Department of Medical Physics, University of Wisconsin, Madison, WI, USA.
Med Phys. 2012 Apr;39(4):1779-92. doi: 10.1118/1.3691905.
Accurate cardiac deformation analysis for cardiac displacement and strain imaging over time requires Lagrangian description of deformation of myocardial tissue structures. Failure to couple the estimated displacement and strain information with the correct myocardial tissue structures will lead to erroneous result in the displacement and strain distribution over time.
Lagrangian based tracking in this paper divides the tissue structure into a fixed number of pixels whose deformation is tracked over the cardiac cycle. An algorithm that utilizes a polar-grid generated between the estimated endocardial and epicardial contours for cardiac short axis images is proposed to ensure Lagrangian description of the pixels. Displacement estimates from consecutive radiofrequency frames were then mapped onto the polar grid to obtain a distribution of the actual displacement that is mapped to the polar grid over time.
A finite element based canine heart model coupled with an ultrasound simulation program was used to verify this approach. Segmental analysis of the accumulated displacement and strain over a cardiac cycle demonstrate excellent agreement between the ideal result obtained directly from the finite element model and our Lagrangian approach to strain estimation. Traditional Eulerian based estimation results, on the other hand, show significant deviation from the ideal result. An in vivo comparison of the displacement and strain estimated using parasternal short axis views is also presented.

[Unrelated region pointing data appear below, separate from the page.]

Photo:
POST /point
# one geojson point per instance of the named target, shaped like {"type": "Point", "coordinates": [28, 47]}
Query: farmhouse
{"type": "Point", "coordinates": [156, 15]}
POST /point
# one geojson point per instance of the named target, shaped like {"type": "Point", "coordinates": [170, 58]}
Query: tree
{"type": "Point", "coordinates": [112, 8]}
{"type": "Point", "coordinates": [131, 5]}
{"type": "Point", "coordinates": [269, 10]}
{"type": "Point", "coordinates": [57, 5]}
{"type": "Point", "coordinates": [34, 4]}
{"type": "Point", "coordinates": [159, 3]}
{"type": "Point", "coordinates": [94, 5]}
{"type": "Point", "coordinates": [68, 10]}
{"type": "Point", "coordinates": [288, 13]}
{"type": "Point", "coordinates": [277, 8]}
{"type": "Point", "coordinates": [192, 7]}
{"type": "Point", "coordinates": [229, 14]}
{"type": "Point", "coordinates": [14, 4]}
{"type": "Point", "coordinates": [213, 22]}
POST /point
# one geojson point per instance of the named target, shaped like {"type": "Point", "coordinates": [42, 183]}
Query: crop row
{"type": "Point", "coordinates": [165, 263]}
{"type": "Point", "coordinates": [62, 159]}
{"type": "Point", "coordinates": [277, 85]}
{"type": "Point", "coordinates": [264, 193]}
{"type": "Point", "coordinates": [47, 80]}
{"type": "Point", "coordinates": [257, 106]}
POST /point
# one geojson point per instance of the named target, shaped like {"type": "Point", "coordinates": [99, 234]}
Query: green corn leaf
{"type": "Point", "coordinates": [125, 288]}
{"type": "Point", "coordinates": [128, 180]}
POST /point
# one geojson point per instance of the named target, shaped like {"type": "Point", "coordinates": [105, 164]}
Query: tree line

Lagrangian displacement tracking using a polar grid provides accurate tracking of myocardial deformation demonstrated using both finite element and in vivo radiofrequency data acquired on a volunteer. In addition to the cardiac application, this approach can also be utilized for transverse scans of arteries, where a polar grid can be generated between the contours delineating the outer and inner wall of the vessels from the blood flowing though the vessel.
准确的心脏变形分析需要对心肌组织结构的变形进行拉格朗日描述,以便对心脏位移和应变进行成像。如果不能将估计的位移和应变信息与正确的心肌组织结构相匹配,那么在随时间推移的位移和应变分布中就会出现错误的结果。
本文中的基于拉格朗日的跟踪将组织结构分为固定数量的像素,这些像素的变形在心脏周期内被跟踪。提出了一种利用估计的心内膜和心外膜轮廓之间生成的极坐标网格的算法,以确保像素的拉格朗日描述。然后将来自连续射频帧的位移估计值映射到极坐标网格上,以获得实际位移的分布,该分布随时间映射到极坐标网格上。
使用基于有限元的犬心模型和超声模拟程序验证了这种方法。对一个心动周期内累积位移和应变的节段分析表明,直接从有限元模型获得的理想结果与我们的应变估计拉格朗日方法之间存在极好的一致性。另一方面,传统的基于欧拉的估计结果显示出与理想结果的显著偏差。还提出了一种基于胸骨旁短轴视图的位移和应变估计的体内比较。
使用极坐标网格的拉格朗日位移跟踪通过对志愿者的射频数据进行的有限元和体内比较,展示了心肌变形的准确跟踪。除了心脏应用外,这种方法还可以用于动脉的横切面扫描,在这种情况下,可以在血管的轮廓之间生成极坐标网格,这些轮廓描绘了血管的内外壁以及流经血管的血液。